Uczymy dzieci matematyki nie tylko, żeby umiały dodawać i mnożyć, ale żeby rozwijały umiejętność logicznego myślenia. Ogromna część dzieci nie lubi matematyki, a matematycy ciągle podejmują starania, żeby tę niechęć pokonać. Dla dzieci ciekawe jest to, co budzi emocje – patrz gry komputerowe, ale równie mocno przeżywają opowiadane im historie, więc próbujmy im tę matematykę opowiadać. Opowieść powinna wędrować jakąś logiczną drogą, żeby dzieci poczuły przyjemność ze zrozumienia czegoś nowego. Dla mnie Mistrzem „Opowieści matematycznych” jest Autor książki o takim właśnie tytule wydanej w roku 1987. Kupiłam ją krótko po tym, jak ukazała się w księgarniach (nie było bonito.pl) i do głowy mi nie przyszło, że 30 lat później poznam Autora osobiście, a za kolejne 10 będę jego teksty wstawiała na bloga (wtedy nie znałam takiego wyrazu). Profesor Michał Szurek napisał tym razem Mini-esej dydaktyczny „Myślenie ma kolosalną przyszłość”. Przeczytałam go kilka razy i twierdzę, że jest to tekst dla Nauczycieli, którzy po przeczytaniu zainspirują się i dobiorą odpowiednie dla swoich Uczniów opowieści. Jestem pewna, że część nauczycieli wymyśli swoje opowiadania, a może nawet powstanie z nich jakiś post albo własny esej. Zachęcam do przeczytania. Krystyna Kolendo-Dzięgielewska
Myśl matematycznie!
Michał Szurek
Mówicie z podziwem: oto myślący człowiek!

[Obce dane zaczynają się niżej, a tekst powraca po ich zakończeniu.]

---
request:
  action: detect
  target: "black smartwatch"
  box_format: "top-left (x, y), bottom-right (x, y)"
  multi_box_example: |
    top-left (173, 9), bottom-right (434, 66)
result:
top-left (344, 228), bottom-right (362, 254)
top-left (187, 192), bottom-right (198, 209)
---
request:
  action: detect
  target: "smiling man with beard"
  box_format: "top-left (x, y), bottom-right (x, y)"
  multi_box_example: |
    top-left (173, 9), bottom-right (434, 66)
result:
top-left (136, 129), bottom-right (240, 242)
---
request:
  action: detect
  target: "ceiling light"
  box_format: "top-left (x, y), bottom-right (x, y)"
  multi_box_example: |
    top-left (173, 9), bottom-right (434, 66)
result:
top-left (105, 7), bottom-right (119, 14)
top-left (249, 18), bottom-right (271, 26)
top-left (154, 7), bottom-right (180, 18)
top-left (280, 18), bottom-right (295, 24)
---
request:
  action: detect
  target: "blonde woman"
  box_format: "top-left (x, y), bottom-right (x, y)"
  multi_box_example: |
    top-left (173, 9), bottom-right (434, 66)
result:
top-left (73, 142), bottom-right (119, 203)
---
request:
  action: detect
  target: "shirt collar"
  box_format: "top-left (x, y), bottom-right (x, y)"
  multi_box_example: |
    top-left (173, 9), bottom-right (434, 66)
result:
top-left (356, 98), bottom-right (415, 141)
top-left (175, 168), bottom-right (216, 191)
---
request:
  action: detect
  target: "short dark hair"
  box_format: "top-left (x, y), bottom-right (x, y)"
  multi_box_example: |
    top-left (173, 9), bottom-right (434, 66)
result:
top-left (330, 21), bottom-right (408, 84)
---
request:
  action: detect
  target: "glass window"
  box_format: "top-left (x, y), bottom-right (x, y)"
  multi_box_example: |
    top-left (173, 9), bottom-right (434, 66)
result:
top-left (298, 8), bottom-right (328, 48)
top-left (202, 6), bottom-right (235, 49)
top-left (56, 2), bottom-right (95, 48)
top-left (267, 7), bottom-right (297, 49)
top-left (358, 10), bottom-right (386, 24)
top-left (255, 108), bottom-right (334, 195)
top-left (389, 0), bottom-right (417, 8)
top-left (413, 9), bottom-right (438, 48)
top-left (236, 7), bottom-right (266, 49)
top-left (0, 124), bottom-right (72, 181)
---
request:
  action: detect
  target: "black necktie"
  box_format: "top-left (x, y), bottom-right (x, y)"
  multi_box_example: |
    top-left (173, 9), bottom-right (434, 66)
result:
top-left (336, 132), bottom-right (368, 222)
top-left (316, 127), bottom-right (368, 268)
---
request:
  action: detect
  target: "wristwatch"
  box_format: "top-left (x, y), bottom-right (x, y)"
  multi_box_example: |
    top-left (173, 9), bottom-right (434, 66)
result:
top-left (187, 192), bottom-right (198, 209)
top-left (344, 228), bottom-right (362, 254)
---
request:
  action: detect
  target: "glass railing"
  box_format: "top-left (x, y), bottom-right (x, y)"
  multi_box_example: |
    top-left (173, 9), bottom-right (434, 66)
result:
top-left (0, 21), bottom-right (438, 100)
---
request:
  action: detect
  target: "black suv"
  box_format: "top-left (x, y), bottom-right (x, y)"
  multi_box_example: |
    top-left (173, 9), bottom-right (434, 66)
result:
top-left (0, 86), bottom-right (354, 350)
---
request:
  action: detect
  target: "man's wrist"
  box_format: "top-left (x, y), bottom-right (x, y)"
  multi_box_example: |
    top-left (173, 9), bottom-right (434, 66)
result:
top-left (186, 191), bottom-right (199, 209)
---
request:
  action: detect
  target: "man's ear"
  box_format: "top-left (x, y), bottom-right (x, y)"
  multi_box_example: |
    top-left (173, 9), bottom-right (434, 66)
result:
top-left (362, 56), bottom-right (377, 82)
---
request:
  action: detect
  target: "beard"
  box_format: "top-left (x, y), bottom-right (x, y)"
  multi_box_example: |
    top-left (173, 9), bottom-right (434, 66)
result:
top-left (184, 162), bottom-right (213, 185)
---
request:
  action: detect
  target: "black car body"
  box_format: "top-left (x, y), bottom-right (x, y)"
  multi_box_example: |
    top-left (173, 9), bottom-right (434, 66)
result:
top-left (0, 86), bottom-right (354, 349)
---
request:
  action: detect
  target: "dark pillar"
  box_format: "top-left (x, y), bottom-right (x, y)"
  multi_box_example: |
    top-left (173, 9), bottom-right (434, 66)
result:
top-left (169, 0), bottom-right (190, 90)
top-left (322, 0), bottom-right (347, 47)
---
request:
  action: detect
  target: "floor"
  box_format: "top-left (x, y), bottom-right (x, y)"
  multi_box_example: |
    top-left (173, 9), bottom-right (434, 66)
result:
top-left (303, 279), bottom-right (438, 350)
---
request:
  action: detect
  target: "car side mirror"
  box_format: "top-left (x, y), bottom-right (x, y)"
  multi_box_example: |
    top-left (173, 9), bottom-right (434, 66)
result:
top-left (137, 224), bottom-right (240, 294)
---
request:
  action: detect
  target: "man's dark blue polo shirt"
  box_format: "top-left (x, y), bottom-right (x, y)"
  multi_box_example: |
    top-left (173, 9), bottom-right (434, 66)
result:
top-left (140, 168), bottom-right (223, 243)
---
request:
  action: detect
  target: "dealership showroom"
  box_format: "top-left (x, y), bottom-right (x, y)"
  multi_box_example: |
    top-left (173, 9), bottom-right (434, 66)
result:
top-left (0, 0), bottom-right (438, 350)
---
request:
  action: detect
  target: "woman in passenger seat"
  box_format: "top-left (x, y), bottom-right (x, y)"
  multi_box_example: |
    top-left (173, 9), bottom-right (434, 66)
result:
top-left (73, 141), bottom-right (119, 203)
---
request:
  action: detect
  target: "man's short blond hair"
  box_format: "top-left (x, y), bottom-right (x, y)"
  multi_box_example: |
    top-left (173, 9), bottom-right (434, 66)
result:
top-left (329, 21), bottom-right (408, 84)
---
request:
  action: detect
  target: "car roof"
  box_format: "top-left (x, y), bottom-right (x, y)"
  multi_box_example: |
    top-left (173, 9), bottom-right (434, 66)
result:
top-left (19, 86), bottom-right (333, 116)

Czy to aby jest komplement dla l u d z k o ś c i?
Aforyzm Stanisława Jerzego Leca (1909 – 1966)
1. Myślenie ma kolosalną przyszłość – tytuł spektaklu z 1971 roku Studenckiego Teatru Satyryków (istniejącego w Warszawie w latach 1954 – 1975).
Wszyscy dydaktycy (zarówno ci rozsądni, jak i ci … mniej ogarnięci) nawołują, że szkoła ma uczyć myślenia. Przypomina mi to hasło wszystkich rewolucji: „wszyscy ludzie mają prawo do szczęścia!” W Polsce, w wersji ekipy Edwarda Gierka, stosownym sloganem było „Aby Polska rosła w siłę, a ludzie żyli dostatniej!”. Któż się nie podpisze pod takimi programami? Mają one szczytne cele i ogromne poparcie społeczne. Diabeł, jak to ma w zwyczaju, siedzi w szczegółach i tylko szatańsko chichocze.
Zgrabnie ujął to Stanisław Jerzy Lec w aforyzmie, który posłużył mi jako motto artykułu. Jeżeli podziwiamy, że ktoś myśli – to co mamy sądzić o pozostałych?
Aha. Jestem matematykiem z dość dużym doświadczeniem dydaktycznym i uważam, że na tematy związane z nauczaniem matematyki mogę się wypowiadać odpowiedzialnie. Na inne tematy … być może też. Najpierw będzie zatem ogólnie, o myśleniu, rozumowaniu, argumentacji. Będzie też dużo „gawędy starszego pana”. To jeden z milszych aspektów osiągniecia pewnego wieku – można sobie właśnie pogawędzić w objęciach fotela. Niekiedy uda się nawet nie zanudzić słuchacza.
Psychologowie zastanawiają się, jak to jest z naszym myśleniem. Jak sądzisz, Czytelniku, jaką czynnością jest ono? Czy bardziej przypomina malowanie obrazu, czy jazdę na rowerze? Inaczej mówiąc, czy w wyniku myślenia powstaje coś naprawdę nowego, czy tylko zostają tylko ślady na alejce parkowej? Czy – jak widział to Sokrates – jest to tylko przypominanie sobie, wyciąganie z głębi umysłu tego, co w nim siedziało zawsze – podobnie jak to było z wywoływaniem zdjęć w dawnych czasach (na naświetlonym papierze w ciemni wyłaniał się zwolna czarnobiały obraz ), czy nagle powstaje coś z niczego: „nie wiedziałem, a wiem” ? Jak przechodzimy od początkowego „to dla mnie czarna magia”, przez „nic nie rozumiem” i „zaczyna świtać”, potem „oj, to chyba zrozumiem”, do „Zrozumiałem” i finalnego „ależ to było proste”. Jak to się nam połączyło?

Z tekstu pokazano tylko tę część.